If it were about solitary confinement, I would gladly oblige and get more sleep and a toilet for myself, which wasn't soundproof, but at least I was unseen. Then I could conjure up a few comics to read.
I hadn't had enough time to experiment, but from the sole porn magazine I remembered looking at as a young teenager, it seemed that I had not had to remember the whole contents of a magazine or book to conjure it up. Even if I just remembered one picture of it, when I got it in my hands for two minutes, the pages showed also content I couldn't remember, maybe which I had never even seen.
That was both good and bad news. Good news because it meant that I could conjure up books I had only read part of, and learn something new from them, like new skills or anything. The bad news was that it meant that electronics were probably really a no. When I could conjure up books that I had not touched wholly, each page in it, then it meant I hadn't to be able to understand the content of the things in my memories. Then, the idea that I couldn't get electronics because I didn't understand their content fully or understand how it worked could be false.
Getting drowsy and closing my eyes, I dozed off, getting a bit of the so much-needed sleep. Still, it wasn't long when the door opened, and I snapped my eyes open again. Turning around, I saw a familiar face.
The female detective, Detective Norman, came in with a few files. She sat across from me, looking me straight in the eyes.
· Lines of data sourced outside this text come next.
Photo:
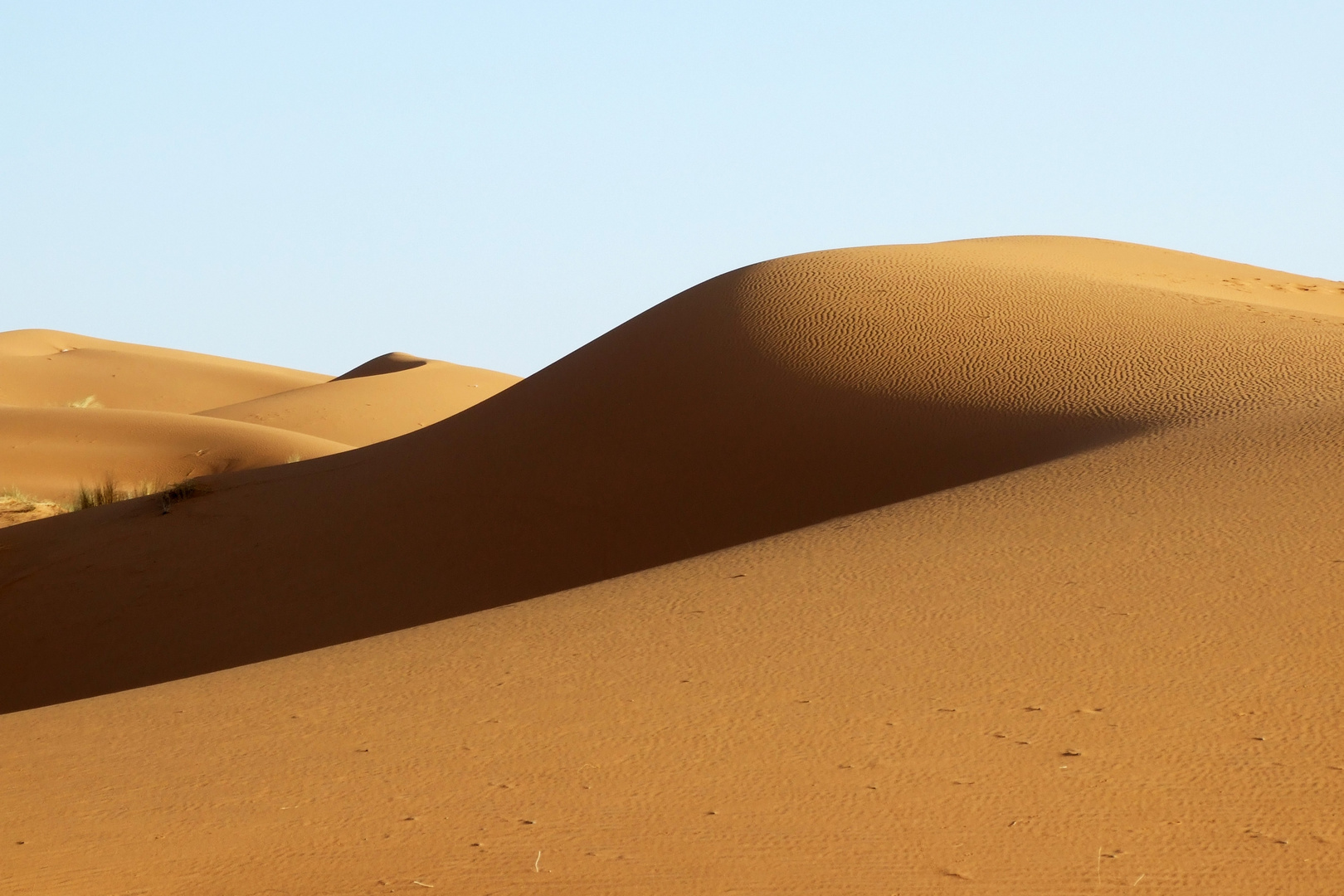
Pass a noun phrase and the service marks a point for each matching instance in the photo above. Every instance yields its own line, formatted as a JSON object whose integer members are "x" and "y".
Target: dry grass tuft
{"x": 179, "y": 492}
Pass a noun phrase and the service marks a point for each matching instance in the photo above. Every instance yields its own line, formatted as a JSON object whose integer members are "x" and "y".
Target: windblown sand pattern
{"x": 1004, "y": 566}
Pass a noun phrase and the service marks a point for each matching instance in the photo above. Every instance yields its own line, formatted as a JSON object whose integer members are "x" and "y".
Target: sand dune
{"x": 1001, "y": 564}
{"x": 383, "y": 398}
{"x": 50, "y": 453}
{"x": 47, "y": 368}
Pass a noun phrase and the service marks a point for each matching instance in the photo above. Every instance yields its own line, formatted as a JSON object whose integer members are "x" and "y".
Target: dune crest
{"x": 387, "y": 397}
{"x": 49, "y": 368}
{"x": 51, "y": 451}
{"x": 1003, "y": 564}
{"x": 760, "y": 402}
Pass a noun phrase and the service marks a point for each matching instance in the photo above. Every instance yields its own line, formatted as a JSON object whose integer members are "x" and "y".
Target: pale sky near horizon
{"x": 312, "y": 184}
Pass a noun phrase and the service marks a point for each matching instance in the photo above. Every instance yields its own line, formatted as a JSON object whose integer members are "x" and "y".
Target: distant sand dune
{"x": 767, "y": 399}
{"x": 1007, "y": 566}
{"x": 387, "y": 397}
{"x": 49, "y": 368}
{"x": 50, "y": 453}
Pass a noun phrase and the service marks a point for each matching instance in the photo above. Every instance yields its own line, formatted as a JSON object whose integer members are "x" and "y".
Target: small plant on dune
{"x": 178, "y": 492}
{"x": 97, "y": 496}
{"x": 106, "y": 494}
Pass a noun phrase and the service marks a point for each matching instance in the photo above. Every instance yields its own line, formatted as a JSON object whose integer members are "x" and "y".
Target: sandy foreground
{"x": 1003, "y": 566}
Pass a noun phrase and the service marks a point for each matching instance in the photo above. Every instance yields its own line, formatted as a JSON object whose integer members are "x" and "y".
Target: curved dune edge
{"x": 381, "y": 399}
{"x": 50, "y": 453}
{"x": 49, "y": 368}
{"x": 763, "y": 401}
{"x": 1079, "y": 676}
{"x": 1110, "y": 665}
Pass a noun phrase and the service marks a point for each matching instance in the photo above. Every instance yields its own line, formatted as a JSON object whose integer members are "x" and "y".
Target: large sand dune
{"x": 997, "y": 566}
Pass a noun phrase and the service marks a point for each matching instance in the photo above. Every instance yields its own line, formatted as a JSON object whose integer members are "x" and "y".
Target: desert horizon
{"x": 1001, "y": 564}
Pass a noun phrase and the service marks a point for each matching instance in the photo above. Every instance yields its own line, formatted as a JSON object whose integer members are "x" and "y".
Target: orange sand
{"x": 78, "y": 412}
{"x": 1001, "y": 566}
{"x": 396, "y": 394}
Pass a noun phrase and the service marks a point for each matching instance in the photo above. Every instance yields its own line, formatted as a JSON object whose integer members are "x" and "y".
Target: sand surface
{"x": 78, "y": 412}
{"x": 378, "y": 401}
{"x": 996, "y": 566}
{"x": 49, "y": 368}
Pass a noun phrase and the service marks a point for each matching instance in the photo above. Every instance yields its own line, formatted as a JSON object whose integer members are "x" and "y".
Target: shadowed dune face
{"x": 51, "y": 451}
{"x": 762, "y": 401}
{"x": 381, "y": 399}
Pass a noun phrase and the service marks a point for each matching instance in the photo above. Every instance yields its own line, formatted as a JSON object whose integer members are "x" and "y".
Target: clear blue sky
{"x": 496, "y": 183}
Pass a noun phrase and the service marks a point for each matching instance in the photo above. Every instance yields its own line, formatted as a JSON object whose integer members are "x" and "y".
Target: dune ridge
{"x": 763, "y": 401}
{"x": 50, "y": 368}
{"x": 387, "y": 397}
{"x": 1003, "y": 566}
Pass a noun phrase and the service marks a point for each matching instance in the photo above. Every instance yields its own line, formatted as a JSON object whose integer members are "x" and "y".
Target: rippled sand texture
{"x": 1001, "y": 566}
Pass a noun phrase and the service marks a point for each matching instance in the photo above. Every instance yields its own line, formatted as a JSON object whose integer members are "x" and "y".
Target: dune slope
{"x": 387, "y": 397}
{"x": 1113, "y": 670}
{"x": 767, "y": 399}
{"x": 51, "y": 451}
{"x": 49, "y": 368}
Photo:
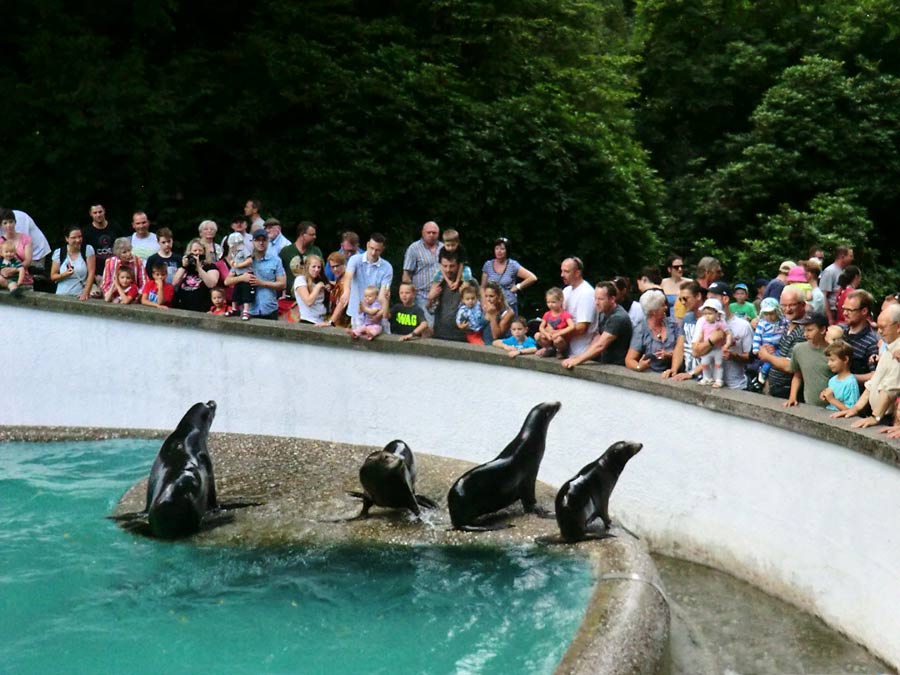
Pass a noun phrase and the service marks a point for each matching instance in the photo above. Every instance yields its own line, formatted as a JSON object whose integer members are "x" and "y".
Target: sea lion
{"x": 502, "y": 481}
{"x": 586, "y": 496}
{"x": 182, "y": 487}
{"x": 388, "y": 478}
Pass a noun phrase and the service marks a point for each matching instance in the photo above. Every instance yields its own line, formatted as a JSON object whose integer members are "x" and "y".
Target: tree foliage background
{"x": 616, "y": 130}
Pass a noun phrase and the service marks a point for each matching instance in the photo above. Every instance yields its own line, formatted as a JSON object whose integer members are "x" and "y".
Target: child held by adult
{"x": 407, "y": 318}
{"x": 556, "y": 322}
{"x": 469, "y": 317}
{"x": 371, "y": 308}
{"x": 158, "y": 292}
{"x": 240, "y": 262}
{"x": 713, "y": 320}
{"x": 220, "y": 303}
{"x": 9, "y": 261}
{"x": 123, "y": 290}
{"x": 518, "y": 342}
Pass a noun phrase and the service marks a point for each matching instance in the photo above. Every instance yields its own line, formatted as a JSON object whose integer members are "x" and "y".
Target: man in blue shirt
{"x": 267, "y": 277}
{"x": 368, "y": 269}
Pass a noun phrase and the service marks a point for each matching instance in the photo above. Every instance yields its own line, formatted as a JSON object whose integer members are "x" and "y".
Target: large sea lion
{"x": 181, "y": 488}
{"x": 388, "y": 478}
{"x": 585, "y": 497}
{"x": 508, "y": 478}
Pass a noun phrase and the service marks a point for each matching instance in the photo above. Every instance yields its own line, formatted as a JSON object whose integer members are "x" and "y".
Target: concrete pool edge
{"x": 793, "y": 502}
{"x": 626, "y": 621}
Was that now my cue to ask her how she felt when she heard the sheep scream, followed up by some strange hissing?
"Kennith Howard, we haven't seen each other in a while." She said, opening the files she had on her.
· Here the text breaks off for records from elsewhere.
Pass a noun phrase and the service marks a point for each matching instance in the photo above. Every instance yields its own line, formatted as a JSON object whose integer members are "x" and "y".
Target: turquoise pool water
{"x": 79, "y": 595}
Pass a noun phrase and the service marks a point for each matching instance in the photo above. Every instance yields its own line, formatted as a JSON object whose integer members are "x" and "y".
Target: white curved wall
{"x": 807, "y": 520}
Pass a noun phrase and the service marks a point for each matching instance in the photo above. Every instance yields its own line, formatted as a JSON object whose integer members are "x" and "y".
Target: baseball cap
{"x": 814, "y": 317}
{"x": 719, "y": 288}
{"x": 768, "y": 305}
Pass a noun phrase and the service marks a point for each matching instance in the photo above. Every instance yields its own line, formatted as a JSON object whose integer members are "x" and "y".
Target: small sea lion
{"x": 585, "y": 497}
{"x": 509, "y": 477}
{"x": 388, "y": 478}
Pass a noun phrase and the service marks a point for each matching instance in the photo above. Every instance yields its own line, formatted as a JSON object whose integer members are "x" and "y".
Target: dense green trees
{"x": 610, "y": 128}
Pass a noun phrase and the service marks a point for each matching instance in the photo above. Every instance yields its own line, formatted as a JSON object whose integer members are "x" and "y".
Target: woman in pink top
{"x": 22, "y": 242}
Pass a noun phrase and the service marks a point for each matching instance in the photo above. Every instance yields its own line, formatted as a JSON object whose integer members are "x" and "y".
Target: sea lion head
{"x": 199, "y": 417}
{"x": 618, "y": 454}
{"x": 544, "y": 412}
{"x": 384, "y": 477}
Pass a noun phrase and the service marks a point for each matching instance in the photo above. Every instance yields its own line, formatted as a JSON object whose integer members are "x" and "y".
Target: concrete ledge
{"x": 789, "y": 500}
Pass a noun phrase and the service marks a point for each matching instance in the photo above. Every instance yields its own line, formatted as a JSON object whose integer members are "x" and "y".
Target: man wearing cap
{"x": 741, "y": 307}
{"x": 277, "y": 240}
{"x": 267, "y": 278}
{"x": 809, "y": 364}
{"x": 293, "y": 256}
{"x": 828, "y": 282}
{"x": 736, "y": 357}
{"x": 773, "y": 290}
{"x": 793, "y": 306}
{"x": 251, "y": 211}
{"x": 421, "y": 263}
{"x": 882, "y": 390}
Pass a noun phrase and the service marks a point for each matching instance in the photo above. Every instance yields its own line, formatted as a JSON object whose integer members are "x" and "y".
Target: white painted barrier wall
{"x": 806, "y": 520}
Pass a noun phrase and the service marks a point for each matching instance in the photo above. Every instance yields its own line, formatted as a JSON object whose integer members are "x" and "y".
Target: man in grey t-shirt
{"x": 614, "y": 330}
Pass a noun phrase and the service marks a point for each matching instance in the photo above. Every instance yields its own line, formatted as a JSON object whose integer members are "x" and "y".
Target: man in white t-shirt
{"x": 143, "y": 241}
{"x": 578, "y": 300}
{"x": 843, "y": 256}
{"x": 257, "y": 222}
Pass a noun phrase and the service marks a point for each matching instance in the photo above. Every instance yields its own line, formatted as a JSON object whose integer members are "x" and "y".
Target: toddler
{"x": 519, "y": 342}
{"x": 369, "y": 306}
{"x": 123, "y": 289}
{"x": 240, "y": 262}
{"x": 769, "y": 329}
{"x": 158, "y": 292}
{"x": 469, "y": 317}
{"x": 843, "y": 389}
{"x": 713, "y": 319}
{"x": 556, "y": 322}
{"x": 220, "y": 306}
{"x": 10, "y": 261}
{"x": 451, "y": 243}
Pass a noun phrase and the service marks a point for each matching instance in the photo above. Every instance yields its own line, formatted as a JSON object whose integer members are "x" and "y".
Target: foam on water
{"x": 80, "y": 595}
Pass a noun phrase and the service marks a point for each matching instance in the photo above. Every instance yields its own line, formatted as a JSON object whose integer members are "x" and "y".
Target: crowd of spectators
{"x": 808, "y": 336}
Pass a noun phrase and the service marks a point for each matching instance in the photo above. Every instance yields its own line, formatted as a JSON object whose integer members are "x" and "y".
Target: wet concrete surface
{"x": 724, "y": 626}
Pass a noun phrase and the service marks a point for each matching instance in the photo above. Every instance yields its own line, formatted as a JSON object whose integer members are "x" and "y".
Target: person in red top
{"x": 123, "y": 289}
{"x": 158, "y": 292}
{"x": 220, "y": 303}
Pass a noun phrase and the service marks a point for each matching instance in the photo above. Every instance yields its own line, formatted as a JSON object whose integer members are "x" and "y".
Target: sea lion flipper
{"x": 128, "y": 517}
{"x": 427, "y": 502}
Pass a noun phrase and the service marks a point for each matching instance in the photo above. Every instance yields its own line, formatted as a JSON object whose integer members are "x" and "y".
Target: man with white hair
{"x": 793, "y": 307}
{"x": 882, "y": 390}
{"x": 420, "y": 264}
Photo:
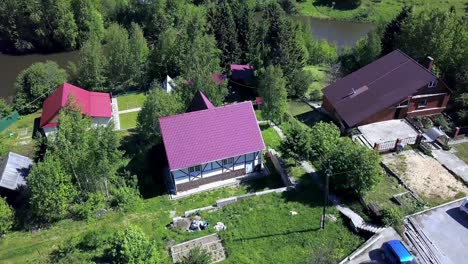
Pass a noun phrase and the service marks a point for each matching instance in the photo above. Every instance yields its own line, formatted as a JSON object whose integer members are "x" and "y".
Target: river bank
{"x": 374, "y": 11}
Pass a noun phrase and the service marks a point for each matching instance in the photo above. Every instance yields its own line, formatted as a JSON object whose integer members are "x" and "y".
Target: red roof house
{"x": 241, "y": 72}
{"x": 392, "y": 87}
{"x": 94, "y": 104}
{"x": 212, "y": 144}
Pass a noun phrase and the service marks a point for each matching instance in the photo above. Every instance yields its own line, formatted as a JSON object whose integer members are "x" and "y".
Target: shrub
{"x": 93, "y": 203}
{"x": 392, "y": 216}
{"x": 6, "y": 217}
{"x": 131, "y": 246}
{"x": 197, "y": 256}
{"x": 125, "y": 198}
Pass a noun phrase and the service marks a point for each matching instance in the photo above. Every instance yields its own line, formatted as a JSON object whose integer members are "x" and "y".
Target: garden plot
{"x": 425, "y": 175}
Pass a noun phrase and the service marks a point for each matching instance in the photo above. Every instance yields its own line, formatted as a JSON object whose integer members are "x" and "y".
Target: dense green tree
{"x": 88, "y": 20}
{"x": 354, "y": 169}
{"x": 138, "y": 57}
{"x": 225, "y": 31}
{"x": 326, "y": 140}
{"x": 364, "y": 52}
{"x": 299, "y": 83}
{"x": 132, "y": 246}
{"x": 197, "y": 255}
{"x": 91, "y": 66}
{"x": 90, "y": 155}
{"x": 51, "y": 190}
{"x": 35, "y": 83}
{"x": 6, "y": 217}
{"x": 5, "y": 108}
{"x": 272, "y": 90}
{"x": 158, "y": 103}
{"x": 297, "y": 144}
{"x": 442, "y": 35}
{"x": 393, "y": 29}
{"x": 117, "y": 52}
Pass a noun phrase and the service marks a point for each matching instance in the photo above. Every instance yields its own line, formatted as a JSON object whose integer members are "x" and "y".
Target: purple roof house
{"x": 241, "y": 72}
{"x": 210, "y": 144}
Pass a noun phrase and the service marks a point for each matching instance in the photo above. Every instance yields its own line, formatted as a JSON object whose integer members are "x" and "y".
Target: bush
{"x": 197, "y": 256}
{"x": 131, "y": 246}
{"x": 6, "y": 217}
{"x": 392, "y": 216}
{"x": 125, "y": 198}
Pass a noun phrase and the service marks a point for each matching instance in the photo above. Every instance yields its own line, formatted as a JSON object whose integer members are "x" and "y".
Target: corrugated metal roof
{"x": 14, "y": 170}
{"x": 377, "y": 86}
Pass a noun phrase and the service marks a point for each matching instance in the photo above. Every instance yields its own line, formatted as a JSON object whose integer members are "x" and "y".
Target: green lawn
{"x": 128, "y": 120}
{"x": 298, "y": 107}
{"x": 372, "y": 10}
{"x": 270, "y": 137}
{"x": 262, "y": 229}
{"x": 462, "y": 151}
{"x": 130, "y": 101}
{"x": 152, "y": 217}
{"x": 18, "y": 137}
{"x": 315, "y": 89}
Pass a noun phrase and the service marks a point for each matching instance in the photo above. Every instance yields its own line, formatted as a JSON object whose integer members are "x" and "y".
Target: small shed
{"x": 434, "y": 134}
{"x": 14, "y": 170}
{"x": 168, "y": 84}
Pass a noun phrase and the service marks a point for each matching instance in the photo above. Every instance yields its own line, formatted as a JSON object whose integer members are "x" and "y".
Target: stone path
{"x": 453, "y": 163}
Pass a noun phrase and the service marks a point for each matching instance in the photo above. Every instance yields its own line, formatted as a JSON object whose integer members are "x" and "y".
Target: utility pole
{"x": 325, "y": 205}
"Yeah, for you, maybe." For me, it had been a few days.
"The incident yesterday…"
I sighed and interrupted her.
"Give me a piece of paper and a pen." I wish I could say that all the crazy actions I had done until now were planned to get someone like her to come and listen to me. But they had not. Would have been smart.
She furrowed her brows but obliged. Sliding paper and pen to me.
I started to draw.
"You don't seem as dumb as your colleague. You should already know that something is wrong. The phone number prefix, the pictures where my tattoo is missing, my lie detector test, my disappearance before showing up heavily injured, and now the strange injuries of the prisoners yesterday." I continued to draw a map. I had enough movement freedom with the cuffs, so that wasn't a problem as long as I moved my hands together. When I finished, I turned the paper and drew a second map.
"Henry…" I clenched my jaw together, hating to just speak out that name.
"He told me there were cameras set up by the police on the street where Henrietta's corpse was found. You should have seen him and me together there."
When I finished, I slid the paper back in her direction.
"Go there. Get a team, not alone. There is a monster there, something like a monstrous deer; no idea. I don't know where exactly the portal is, but you can cross with it to another dimension. The time difference is: one day in the parallel world is three months in this world. Go there and find the other Kenny, though he could be already dead. Then get me out of here." As I spoke, I felt desperate anticipation manifest inside me.
Maybe it was that easy; perhaps I would get out of here when they found Kenny2. Why haven't I thought of that before? No one needed the original Henrietta; we just needed the original culprit. An original Henrietta wouldn't make the corpse disappear, but the original culprit could be locked up for her death.
She took the paper and looked at both sides for a long time. On one side, I drew the map of the forest; on the other, I drew the parallel world city's outlines. Along with a cross where the original Kenny had lived, and I also drew the spot of the cave, marking it with the words 'monster's cave' and 'corpse hill'.
That should be it. I will get out of here in the most simple way. If they hurried, I was out in a few months. Kenny2, even if already dead from either our fight or because of some other reasons, should overturn my case.
I felt like crying again. There was no reason to despair.
Looking from the paper in her hands to Detective Norman's eyes, I saw her looking at me with an emotion I couldn't read.
"It doesn't matter if you don't believe it now; you can just see for yourself. Just hurry." I smiled at her and felt a bit more like myself again.